Hollywood, in the meantime, hasn't given up on Internet film distribution. The Wall Street Journal reports that Sony and Walt Disney Studios are working on individual projects to provide their feature films "on-demand" to viewers with high-speed Internet access, while Miramax-backed Web site Project Greenlight is staging a filmmaking contest and awarding the winner $1 million with which to produce a movie. According to The New York Times, the making of the film will be the subject of an HBO documentary, and the movie itself will be shown in theaters.

It would be a loss if the established film sites were eclipsed by such new projects: For all their Hollywood-in-miniature flaws, these sites provide a relatively affordable, potentially profitable and undeniably gratifying service for budding filmmakers. And, to be philosophical (and perhaps cynical) about it, there will be a film industry as long as there are people willing to pay to watch movies. Web film entrepreneurs and their sites are simply a nascent, transitional version of that industry.

But ignoring the wide-open creative potential of the Internet by duplicating a system known for exclusivity and avarice seems a missed opportunity of colossal proportions. It sets a precedent when small, new distribution operations begin hitching rides on Hollywood's coattails and only serves to narrow the margin between independent film and studio product even more drastically.

Put another way, perhaps it has become necessary to destroy Internet film in order to save it.

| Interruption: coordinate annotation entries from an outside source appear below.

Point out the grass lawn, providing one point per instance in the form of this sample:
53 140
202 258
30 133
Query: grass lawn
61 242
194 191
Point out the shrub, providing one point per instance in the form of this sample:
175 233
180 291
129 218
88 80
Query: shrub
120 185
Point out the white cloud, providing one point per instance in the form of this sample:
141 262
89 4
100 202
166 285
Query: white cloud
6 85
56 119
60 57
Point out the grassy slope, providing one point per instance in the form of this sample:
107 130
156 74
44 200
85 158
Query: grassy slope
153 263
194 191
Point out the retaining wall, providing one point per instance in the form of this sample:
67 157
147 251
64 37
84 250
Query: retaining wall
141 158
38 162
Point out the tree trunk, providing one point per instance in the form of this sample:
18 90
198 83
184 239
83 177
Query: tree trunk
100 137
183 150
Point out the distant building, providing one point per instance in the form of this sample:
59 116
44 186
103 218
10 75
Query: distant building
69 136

Hernandez wonders if the failures of the more egregiously bankrolled sites "decrease the pressure ... so that some of the filmmakers who are interested in this space can be a little more adventurous and risk-taking, willing to try things and see what stands out. ... Then [Internet film] may have a distinction not as a way for someone to make a quick buck, but as a place where some really interesting work is happening."

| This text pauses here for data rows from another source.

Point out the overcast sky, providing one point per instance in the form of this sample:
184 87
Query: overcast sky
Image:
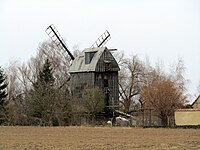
160 29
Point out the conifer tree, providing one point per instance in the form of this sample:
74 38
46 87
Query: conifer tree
3 86
42 96
3 94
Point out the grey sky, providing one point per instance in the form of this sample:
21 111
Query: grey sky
159 29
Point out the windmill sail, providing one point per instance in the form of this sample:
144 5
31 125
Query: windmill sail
57 39
101 41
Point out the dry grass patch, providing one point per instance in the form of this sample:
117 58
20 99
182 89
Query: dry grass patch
98 138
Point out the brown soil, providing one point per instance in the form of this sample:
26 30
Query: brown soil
98 138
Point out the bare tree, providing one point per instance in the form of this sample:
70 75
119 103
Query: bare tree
165 94
131 79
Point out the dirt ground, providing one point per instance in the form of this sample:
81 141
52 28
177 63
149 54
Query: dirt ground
98 138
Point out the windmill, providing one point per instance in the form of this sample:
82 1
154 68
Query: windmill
57 39
93 67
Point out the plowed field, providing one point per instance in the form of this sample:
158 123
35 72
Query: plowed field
98 138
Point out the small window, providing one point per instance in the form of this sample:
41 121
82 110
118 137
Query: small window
88 57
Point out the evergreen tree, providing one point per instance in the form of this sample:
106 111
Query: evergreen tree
42 96
3 86
3 94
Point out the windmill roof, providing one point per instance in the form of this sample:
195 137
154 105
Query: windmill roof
78 65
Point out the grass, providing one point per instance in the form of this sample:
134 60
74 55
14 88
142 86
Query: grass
98 138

Wishnow is guardedly optimistic. "The Internet was founded on a principle of egalitarianism, not corporatization," he says. "If Hollywood wants to approach it with a 'Let's find the next Blair Witch' mentality, then so be it. In the long run, that's good for the filmmakers so long as smaller, focused niche sites exist."

That, clearly, remains to be seen.

Mark Holcomb is a freelance writer living in New York City.